Nell and I discuss her, late at night when I am in bed with the duvet over my head and the phone sneaked from its cradle in the sitting room while Mum is having a bath. She has now had enough of my extended conversations and is beginning to be a real pain about the phone bill.
‘I didn’t ask to move to London away from my life and my friends,’ I pointed out to her, when she started psyching out just because she couldn’t get through trying to ring me from work for a measly half-hour. That shut her up for a while, but tonight I want to keep things simple, so Nell and I talk quietly, and I absolutely won’t be on the phone for hours.
‘You know what, Nell?’
‘What?’ Nell yawns. She is in bed too, but not hiding because she doesn’t need to. I was the one who called, and anyway, Nell’s mum hardly ever gets in a psych. She’s really cool.
‘I think my mum is in love.’
‘Is she?’ Nell’s surprise makes my toes curl up and something shrivel in my stomach.
I’m only fourteen. I shouldn’t have to deal with my mother being in love.
‘Well, she laughs a lot, she doesn’t eat much any more. She looks amazing and she isn’t at all interested in me.’
‘I don’t think that’s love,’ says Nell. ‘In fact it sounds like the opposite. Most people in love look ghostly and are always hanging around the phone. Does she do that?’
I think for a minute and realize I have hardly ever given Mum a chance to be on the phone because I am always using it.
‘Er, no,’ I concede, cautiously.
‘Sounds as if she’s happy,’ says Nell. ‘It would be a bit weird of her to fall in love so fast. You’ve only been in London six weeks.’
‘Yes, but maybe she already knew the person and that’s why she left Dad.’
As I speak these words I realize that this has been the shadowy thought in the back of my mind all along. Saying it is a relief, particularly when Nell laughs down the phone.
‘Don’t be daft. How was she ever going to have met some swanky London person when she never went anywhere? Your mum never left Staitheley. My mum says that was the problem. She didn’t have enough to do and she got bored. Now she’s busy and she’s happy. End of story.’
‘I know . . .’ There is a click as the bathroom door opens. ‘Sh for a minute,’ I whisper, holding my breath. There is a waft of scented air as Mum comes out of the bathroom. She pauses by my door and then a moment later I hear her own door creak and close. ‘Are you still there, Nell?’ I whisper.
‘Yeah, I’m going to have to go in a second, but I’ve got to tell you – you’ll never guess – Josh is going out with Fay Bullock.
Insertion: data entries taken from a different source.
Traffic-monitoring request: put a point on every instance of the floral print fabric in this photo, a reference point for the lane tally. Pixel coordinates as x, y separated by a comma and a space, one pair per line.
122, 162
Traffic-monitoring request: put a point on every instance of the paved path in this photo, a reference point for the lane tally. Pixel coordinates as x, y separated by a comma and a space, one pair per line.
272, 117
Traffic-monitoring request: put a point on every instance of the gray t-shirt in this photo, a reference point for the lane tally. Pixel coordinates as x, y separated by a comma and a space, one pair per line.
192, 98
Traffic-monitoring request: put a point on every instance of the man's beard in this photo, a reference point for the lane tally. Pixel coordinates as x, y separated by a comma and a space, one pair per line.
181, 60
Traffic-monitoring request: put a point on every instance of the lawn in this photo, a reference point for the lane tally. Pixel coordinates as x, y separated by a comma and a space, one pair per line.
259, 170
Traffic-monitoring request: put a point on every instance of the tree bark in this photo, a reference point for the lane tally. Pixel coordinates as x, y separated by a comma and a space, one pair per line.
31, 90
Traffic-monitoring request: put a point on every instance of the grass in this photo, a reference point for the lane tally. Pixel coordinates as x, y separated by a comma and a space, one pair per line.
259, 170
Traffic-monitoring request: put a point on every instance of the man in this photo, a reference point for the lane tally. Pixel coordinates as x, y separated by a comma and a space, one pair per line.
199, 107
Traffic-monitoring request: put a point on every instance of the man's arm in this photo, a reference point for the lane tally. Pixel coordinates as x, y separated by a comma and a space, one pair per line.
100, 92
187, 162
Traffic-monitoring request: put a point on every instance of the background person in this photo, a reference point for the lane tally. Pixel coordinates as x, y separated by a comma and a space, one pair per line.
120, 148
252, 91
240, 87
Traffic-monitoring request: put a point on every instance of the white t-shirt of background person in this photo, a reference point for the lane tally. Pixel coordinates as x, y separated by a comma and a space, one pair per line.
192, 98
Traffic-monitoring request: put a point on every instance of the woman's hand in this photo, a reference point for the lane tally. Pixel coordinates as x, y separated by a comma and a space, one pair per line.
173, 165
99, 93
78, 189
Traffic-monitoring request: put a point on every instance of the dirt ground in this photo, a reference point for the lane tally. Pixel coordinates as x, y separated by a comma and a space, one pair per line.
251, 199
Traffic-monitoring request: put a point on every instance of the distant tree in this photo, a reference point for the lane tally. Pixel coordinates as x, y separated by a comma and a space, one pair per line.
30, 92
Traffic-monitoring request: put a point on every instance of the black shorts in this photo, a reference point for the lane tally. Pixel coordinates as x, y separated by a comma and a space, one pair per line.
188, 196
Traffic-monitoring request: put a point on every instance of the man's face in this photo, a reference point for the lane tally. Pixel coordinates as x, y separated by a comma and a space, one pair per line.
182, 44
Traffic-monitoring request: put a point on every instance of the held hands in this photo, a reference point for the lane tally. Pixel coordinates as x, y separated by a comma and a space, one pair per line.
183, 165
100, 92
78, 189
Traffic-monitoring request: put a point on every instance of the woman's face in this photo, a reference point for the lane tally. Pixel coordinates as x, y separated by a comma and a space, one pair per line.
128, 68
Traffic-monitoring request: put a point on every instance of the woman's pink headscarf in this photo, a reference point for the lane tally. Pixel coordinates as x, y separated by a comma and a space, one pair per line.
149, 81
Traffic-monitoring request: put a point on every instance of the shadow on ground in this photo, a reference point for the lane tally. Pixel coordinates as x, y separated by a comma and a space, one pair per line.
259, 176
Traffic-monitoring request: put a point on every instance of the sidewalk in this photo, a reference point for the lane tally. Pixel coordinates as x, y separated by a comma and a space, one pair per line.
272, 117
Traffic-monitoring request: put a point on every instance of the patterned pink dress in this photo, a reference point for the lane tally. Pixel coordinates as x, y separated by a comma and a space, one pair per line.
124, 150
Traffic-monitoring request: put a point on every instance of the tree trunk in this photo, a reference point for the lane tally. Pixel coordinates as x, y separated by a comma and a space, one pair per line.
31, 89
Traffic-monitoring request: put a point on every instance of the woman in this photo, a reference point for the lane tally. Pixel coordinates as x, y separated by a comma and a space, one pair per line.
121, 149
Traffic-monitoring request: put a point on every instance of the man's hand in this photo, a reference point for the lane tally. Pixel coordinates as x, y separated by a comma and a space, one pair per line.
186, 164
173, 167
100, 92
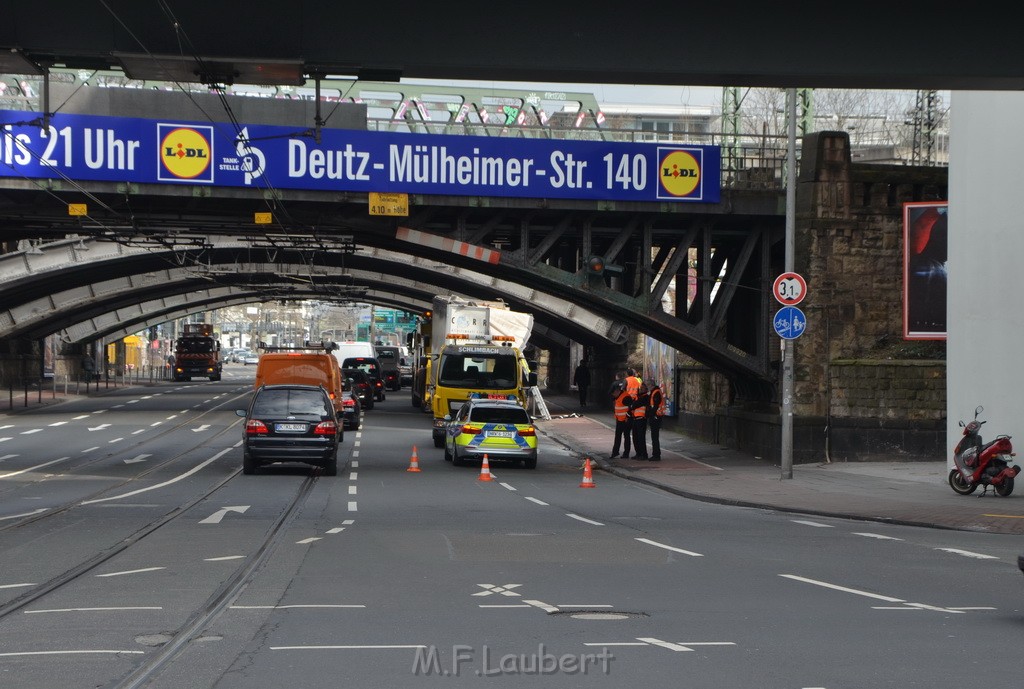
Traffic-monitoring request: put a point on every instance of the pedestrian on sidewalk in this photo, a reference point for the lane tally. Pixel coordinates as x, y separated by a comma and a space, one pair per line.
655, 410
638, 410
632, 381
582, 380
623, 427
88, 368
617, 385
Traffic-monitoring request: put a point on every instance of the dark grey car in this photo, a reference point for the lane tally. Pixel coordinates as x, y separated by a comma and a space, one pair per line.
291, 423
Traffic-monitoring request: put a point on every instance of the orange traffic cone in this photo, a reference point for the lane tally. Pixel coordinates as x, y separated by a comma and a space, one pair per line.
414, 463
485, 471
588, 476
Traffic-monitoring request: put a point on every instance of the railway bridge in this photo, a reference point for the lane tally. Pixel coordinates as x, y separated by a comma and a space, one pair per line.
140, 253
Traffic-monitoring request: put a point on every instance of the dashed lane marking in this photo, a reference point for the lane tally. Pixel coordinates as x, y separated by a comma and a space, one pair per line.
584, 519
811, 523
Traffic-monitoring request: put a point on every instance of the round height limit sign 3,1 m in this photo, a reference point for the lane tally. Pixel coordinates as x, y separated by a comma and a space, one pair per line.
790, 289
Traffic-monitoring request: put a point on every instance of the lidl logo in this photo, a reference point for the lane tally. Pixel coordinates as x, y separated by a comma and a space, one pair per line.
679, 173
185, 153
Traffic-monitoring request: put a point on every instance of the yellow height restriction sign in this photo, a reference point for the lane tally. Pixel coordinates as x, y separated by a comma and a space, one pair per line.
388, 204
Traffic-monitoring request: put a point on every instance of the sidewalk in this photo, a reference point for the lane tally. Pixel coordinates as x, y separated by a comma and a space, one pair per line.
13, 400
901, 492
They were snogging at the sixth-form disco. D’you remember her? She’s got huge tits and a kind of flat face.’
Oddly, it is not the nature of the information Nell is passing on that freaks me out, it is the way she obtained it.
My heart is thudding as I ask, ‘How do you know? You weren’t there. Year Tens aren’t allowed to go to the sixth-form disco unaccompanied.’
Nell answers hesitantly, ‘Well, I was there actually. And I wasn’t unaccompanied. I went with Jason Dawes.’
‘Oh my God, you—’
The door spins open and Mum is there in the block of light from the landing, doing her most icy, no-nonsense whisper.
‘Give me the telephone.’
Mum holds her hand out and I pass the phone like a small and unsuccessful relay baton.
I can’t bear it. Nell had a date, she went to the dance with a sixth-former, she must have kissed him in the slow dance at the end, and now I am the only person left of my age who hasn’t done proper snogging. Or ever been out with someone. The evils of the geography project are nothing to this.